3. Maintaining coherence and flow — Even with the structure, the light maintains coherence (quantum phase relationships) and shows properties of superfluidity (it flows without viscosity). Those are essential for calling this a supersolid rather than just a patterned light field.

 

 

4. Near-absolute zero / driven-dissipative system — The experiments require extremely low temperatures and careful control of dissipation (loss) and driving (supplying energy), because quantum phases are fragile.

 

 

 

 

 

Why It Matters

 

This is more than a curiosity. The implications are significant:

 

Quantum computing & information storage: Structures like this might allow new ways to store light and information, perhaps improving speeds or reducing energy losses.

 

Optical communication: If light can be controlled more precisely, systems might push past current limits of fiber optics or photonic circuits.

 

Fundamental physics: The experiment deepens our understanding of how light and matter can combine to produce new phases of matter. Supersolids challenge classical categories like “liquid” or “solid.”

 

 

 

 

What It Isn’t

 

It’s not “freezing light” in the sense of stopping it outright, or making light into a static, ice-like substance. The experiment does not trap photons permanently like frozen blocks; the photons are part of a system where they interact, flow, and lose energy over time. What is “solid-like” is the organized spatial pattern plus the quantum coherence.

 

It’s on a very small scale, under very controlled lab conditions, and currently far from everyday use.

 

 

 

 

The Road Ahead

 

Researchers are keen to explore:

 

How to maintain and scale up such supersolid light states.

 

Whether they can be stabilized at higher temperatures or with more robust materials.

 

Practical devices: maybe new kinds of lasers, switches, or quantum chips that exploit this phenomenon.

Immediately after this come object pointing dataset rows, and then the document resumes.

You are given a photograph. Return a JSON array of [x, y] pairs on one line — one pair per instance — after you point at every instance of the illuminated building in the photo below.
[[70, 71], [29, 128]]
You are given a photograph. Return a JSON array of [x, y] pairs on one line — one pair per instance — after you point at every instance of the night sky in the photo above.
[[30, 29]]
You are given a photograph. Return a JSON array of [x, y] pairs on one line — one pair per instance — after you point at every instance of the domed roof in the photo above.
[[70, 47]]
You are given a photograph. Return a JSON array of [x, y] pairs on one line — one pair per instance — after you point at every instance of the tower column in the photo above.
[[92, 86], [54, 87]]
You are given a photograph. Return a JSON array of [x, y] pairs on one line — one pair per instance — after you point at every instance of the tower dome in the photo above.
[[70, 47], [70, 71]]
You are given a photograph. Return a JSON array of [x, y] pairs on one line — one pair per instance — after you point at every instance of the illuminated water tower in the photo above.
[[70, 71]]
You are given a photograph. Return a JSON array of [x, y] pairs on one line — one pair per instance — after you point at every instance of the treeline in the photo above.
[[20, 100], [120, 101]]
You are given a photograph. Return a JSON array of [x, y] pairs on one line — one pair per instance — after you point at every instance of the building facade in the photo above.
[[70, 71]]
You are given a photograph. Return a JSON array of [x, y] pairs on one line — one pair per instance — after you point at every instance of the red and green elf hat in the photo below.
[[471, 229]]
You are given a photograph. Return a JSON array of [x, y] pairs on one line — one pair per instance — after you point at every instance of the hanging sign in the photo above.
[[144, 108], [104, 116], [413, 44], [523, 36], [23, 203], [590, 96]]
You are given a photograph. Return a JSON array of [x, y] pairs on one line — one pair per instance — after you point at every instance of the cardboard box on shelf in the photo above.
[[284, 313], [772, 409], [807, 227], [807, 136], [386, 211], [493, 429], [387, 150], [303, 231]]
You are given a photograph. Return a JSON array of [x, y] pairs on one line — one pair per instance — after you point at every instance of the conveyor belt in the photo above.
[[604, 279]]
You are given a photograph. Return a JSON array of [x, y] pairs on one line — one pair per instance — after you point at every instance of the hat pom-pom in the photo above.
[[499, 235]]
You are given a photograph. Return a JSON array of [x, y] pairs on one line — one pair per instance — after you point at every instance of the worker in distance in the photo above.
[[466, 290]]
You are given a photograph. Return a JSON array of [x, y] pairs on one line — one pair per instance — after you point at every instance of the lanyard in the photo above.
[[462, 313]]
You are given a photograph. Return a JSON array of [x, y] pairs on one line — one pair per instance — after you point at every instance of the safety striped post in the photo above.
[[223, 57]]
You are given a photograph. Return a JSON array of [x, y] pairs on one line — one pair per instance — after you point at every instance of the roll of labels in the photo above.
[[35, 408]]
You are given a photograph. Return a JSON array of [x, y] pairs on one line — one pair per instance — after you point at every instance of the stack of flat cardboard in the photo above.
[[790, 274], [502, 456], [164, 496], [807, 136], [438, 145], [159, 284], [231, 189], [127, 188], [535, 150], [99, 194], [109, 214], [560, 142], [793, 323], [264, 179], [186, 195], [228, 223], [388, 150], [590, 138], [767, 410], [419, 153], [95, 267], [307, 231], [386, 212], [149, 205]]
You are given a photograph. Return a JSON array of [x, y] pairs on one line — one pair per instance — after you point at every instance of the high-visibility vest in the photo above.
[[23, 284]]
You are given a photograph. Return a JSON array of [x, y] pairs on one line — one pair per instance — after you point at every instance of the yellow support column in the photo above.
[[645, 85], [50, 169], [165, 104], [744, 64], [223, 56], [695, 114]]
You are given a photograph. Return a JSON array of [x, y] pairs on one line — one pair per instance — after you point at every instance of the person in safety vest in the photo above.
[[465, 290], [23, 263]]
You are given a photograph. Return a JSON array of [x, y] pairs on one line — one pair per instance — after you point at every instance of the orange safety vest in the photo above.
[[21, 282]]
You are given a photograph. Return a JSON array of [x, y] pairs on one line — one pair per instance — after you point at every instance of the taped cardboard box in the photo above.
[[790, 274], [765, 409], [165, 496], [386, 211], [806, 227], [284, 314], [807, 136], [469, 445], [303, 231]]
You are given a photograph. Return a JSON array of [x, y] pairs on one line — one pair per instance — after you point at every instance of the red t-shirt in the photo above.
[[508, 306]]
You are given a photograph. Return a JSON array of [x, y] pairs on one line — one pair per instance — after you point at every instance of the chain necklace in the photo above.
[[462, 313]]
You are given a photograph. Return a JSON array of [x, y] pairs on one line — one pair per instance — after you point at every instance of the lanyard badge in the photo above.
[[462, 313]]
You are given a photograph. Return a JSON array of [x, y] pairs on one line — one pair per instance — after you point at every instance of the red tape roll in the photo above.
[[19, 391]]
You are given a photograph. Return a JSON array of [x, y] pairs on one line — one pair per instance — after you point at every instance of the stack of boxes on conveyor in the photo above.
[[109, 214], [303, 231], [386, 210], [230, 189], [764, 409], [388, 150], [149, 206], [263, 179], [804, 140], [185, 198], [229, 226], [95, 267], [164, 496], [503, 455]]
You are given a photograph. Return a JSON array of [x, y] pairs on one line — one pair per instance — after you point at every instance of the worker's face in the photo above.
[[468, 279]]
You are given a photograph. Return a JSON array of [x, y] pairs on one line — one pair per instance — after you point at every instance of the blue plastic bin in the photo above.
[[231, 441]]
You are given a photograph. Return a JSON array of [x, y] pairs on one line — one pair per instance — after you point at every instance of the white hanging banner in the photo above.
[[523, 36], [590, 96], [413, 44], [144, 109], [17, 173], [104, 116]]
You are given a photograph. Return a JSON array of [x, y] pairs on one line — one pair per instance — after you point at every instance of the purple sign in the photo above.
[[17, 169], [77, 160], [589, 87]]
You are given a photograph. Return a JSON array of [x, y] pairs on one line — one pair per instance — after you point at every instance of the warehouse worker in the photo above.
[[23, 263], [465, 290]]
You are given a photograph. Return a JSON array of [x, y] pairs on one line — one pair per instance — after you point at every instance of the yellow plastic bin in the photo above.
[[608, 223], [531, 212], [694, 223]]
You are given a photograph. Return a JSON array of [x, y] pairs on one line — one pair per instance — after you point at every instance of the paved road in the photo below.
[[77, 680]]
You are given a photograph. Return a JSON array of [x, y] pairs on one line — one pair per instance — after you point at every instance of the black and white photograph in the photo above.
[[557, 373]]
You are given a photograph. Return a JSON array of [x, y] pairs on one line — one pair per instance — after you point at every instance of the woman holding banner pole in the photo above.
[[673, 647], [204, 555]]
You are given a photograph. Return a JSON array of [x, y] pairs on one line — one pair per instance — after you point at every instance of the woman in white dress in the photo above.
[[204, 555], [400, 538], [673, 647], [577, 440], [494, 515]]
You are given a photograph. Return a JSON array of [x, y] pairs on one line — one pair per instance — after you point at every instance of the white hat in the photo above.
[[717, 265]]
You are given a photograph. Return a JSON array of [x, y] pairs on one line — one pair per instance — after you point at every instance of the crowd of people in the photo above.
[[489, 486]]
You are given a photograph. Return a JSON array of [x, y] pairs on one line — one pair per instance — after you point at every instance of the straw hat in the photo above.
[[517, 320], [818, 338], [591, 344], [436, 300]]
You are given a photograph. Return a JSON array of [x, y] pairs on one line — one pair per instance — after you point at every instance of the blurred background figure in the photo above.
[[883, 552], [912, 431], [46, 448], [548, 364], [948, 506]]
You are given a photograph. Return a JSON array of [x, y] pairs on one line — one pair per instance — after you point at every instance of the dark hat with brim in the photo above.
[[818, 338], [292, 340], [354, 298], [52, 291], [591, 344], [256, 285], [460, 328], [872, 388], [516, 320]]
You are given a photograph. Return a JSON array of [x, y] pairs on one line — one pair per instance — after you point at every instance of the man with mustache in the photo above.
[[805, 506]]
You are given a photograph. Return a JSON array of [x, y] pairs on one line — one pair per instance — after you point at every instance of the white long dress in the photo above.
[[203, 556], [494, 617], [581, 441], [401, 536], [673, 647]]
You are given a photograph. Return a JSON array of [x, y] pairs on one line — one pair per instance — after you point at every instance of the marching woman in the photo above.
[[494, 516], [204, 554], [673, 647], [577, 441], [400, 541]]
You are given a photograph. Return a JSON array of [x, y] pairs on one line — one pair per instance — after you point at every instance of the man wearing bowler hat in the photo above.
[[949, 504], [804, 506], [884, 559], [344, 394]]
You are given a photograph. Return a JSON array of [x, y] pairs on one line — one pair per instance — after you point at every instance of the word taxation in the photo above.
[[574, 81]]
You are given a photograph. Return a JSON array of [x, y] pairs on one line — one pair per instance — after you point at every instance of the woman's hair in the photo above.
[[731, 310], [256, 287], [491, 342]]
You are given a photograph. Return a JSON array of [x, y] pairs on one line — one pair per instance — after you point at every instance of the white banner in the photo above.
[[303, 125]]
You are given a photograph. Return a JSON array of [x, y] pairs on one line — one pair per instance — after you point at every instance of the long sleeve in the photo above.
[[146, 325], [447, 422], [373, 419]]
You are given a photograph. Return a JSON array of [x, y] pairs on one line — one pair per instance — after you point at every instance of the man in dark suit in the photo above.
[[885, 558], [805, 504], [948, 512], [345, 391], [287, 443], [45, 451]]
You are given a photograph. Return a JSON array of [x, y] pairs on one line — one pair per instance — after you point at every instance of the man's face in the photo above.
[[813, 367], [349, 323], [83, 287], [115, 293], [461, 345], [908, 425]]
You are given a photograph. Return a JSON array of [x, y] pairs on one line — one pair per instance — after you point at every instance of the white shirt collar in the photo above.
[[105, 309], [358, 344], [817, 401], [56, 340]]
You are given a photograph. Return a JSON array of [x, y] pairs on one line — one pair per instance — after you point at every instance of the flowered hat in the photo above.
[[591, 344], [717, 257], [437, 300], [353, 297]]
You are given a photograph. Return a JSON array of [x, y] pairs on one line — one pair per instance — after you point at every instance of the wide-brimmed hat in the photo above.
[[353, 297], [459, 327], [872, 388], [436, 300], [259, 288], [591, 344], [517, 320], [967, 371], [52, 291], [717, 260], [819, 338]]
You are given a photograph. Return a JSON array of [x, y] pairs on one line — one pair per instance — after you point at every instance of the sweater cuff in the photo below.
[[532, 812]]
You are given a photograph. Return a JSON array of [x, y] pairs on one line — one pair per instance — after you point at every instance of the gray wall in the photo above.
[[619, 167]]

The creation of a light–made supersolid is a striking example of how quantum physics continues to reveal surprising behaviors even for something as familiar as light. While the notion of “turning light solid” may sound like science fiction, the actual achievement lies in demonstrating a light-matter state that combines order and motion in new ways. As scientists build on this, we may see advances in quantum technology, optics, and computing that we can barely imagine now.